Il faut dire que l'ambition première du rappeur Nekfeu dans son nouvel album est de mettre le feu au monde du rap français, de le mettre sens dessus dessous. Il s'agit donc d'une tentative ambitieuse de se hisser en haut du podium comme il l'explique clairement dès le premier titre intitulé "Martin Eden" où il déclare ne pas bouger de la première place lorsqu'il y est. Il est indéniable que le rappeur met la barre très haut pour ce premier opus.

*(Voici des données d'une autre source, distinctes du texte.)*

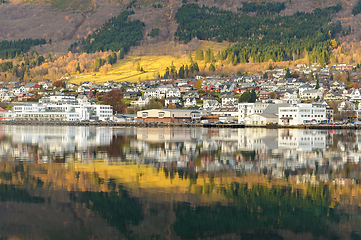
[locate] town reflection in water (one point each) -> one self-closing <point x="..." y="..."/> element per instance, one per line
<point x="67" y="182"/>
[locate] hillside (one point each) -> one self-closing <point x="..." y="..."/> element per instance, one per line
<point x="66" y="22"/>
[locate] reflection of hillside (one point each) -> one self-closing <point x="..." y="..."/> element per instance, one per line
<point x="142" y="201"/>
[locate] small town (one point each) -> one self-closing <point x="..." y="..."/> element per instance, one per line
<point x="294" y="96"/>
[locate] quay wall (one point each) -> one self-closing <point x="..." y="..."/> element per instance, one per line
<point x="169" y="124"/>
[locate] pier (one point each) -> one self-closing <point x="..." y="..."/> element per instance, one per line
<point x="190" y="125"/>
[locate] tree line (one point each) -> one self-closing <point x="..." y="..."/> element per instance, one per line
<point x="357" y="9"/>
<point x="10" y="49"/>
<point x="264" y="37"/>
<point x="117" y="34"/>
<point x="262" y="8"/>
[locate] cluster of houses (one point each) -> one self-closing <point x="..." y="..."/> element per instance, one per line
<point x="285" y="101"/>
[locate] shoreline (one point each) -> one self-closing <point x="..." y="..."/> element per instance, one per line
<point x="190" y="125"/>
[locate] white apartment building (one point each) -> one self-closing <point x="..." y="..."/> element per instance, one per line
<point x="244" y="110"/>
<point x="247" y="109"/>
<point x="60" y="112"/>
<point x="301" y="114"/>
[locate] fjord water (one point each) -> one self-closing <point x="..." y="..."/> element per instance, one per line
<point x="66" y="182"/>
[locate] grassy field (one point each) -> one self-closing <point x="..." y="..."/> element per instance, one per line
<point x="125" y="69"/>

Au début de l'album l'atmosphère est assez dure, assez violente, comme chez beaucoup d'artistes rap. Le son est dure, brute et l'on ressent parfois une certaine agressivité chez le rappeur. Nekfeu dénonce les riches, les politiques, le système éducatif, les milieux élitistes... Bref, rien de très nouveau dans le monde du rap d'un point de vue thématique. Il nous ressort la bonne vieille recette du type qui a souffert toute sa jeunesse et qui a finalement réussi au prix d'un dur labeur. La chanson "Rêve d'avoir des rêves" l'illustre parfaitement avec sa critique explicite du système éducatif qui selon lui ne permet pas aux jeunes de son milieu de réussir.
"Égérie" annonce une pause où Nekfeu semble un peu plus apaisé dans l'album. Nekfeu quitte les bas quartiers et entre dans une haute sphère sociale où il rencontre une égérie de mode. C'est le départ d'un Nekfeu adulte et posé qu'on ressent musicalement par un son beaucoup plus approprié au night club notamment avec "Reuf". La rythmique et la mélodie prêtent beaucoup plus à la fête.

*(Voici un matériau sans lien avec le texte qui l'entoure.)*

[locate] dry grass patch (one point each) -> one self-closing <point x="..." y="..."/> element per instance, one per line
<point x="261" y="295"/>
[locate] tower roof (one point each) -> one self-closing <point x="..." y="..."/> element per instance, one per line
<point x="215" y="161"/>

Référence au rap des années 90 avec "La moue des morts" qui revient à la dureté du début aborde un sujet plus profond: la mort. Un flow très fluide et posé chez S-Crew mais un peu plus décevant chez Nekfeu sûrement à cause de certaines paroles qui ne se calent pas très bien sur le rythme binaire de la chanson. Il arrive tout de même à se rattraper avec le titre suivant, "Laisse aller" un message très fort pour la jeunesse, très bien mis en musique avec quelques sonorités qui rappellent Drake.
Le rappeur ralentit dans "On verra" sûrement parce qu'il en a "rien à foutre de rien". Une bonne façon d'envoyer ballader le monde qu'il dénonce en rappant avec cette désinvolture et cette trivialité qui plaisent tant au public des quartiers populaires. "Ma dope" continue dans la même bonne lancée. Cette fois-ci une immersion dans la vie du rappeur drogué qui nous fait partager sa vision avec un excellent flow, peut-être le meilleur de l'album. "Jeu d'ombre" parachève cette partie plus "douce" que le reste de l'album. Les titres sont ainsi bien répartis. Les parties assez dures sont entrecoupées par des séries de morceaux plus reposants.

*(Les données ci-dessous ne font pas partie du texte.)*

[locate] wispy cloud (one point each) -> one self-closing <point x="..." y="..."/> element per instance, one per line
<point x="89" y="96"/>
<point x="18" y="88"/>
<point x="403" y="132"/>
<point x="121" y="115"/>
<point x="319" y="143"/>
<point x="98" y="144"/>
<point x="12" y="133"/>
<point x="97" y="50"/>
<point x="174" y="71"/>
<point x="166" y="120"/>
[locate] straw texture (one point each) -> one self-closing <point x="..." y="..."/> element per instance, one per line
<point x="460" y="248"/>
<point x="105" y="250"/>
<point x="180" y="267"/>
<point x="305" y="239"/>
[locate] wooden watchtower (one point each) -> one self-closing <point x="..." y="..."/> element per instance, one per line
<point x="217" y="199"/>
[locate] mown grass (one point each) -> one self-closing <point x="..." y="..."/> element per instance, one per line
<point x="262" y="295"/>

"Elle en avait envie", "Princesse", "Risibles amours", trois chansons parlant de femme, une transition toute trouvée vers la fin de l'album. Amour, sex, drogue sont au menu dans cette partie où le rappeur parle de "l'illusion de la séduction" (Risibles amours). "Point d'interrogation", "Être humain" et surtout "Nek le Fenek" font vibrer la corde sensible chez l'auditeur qui peut enfin découvrir une certaine part de faiblesse chez Nekfeu qui a le courage et l'honnêteté de se dévoiler entièrement tout au long de l'opus.
Déjà de belles promesses pour ce tout jeune rappeur qui n'a sûrement pas fini de nous surprendre.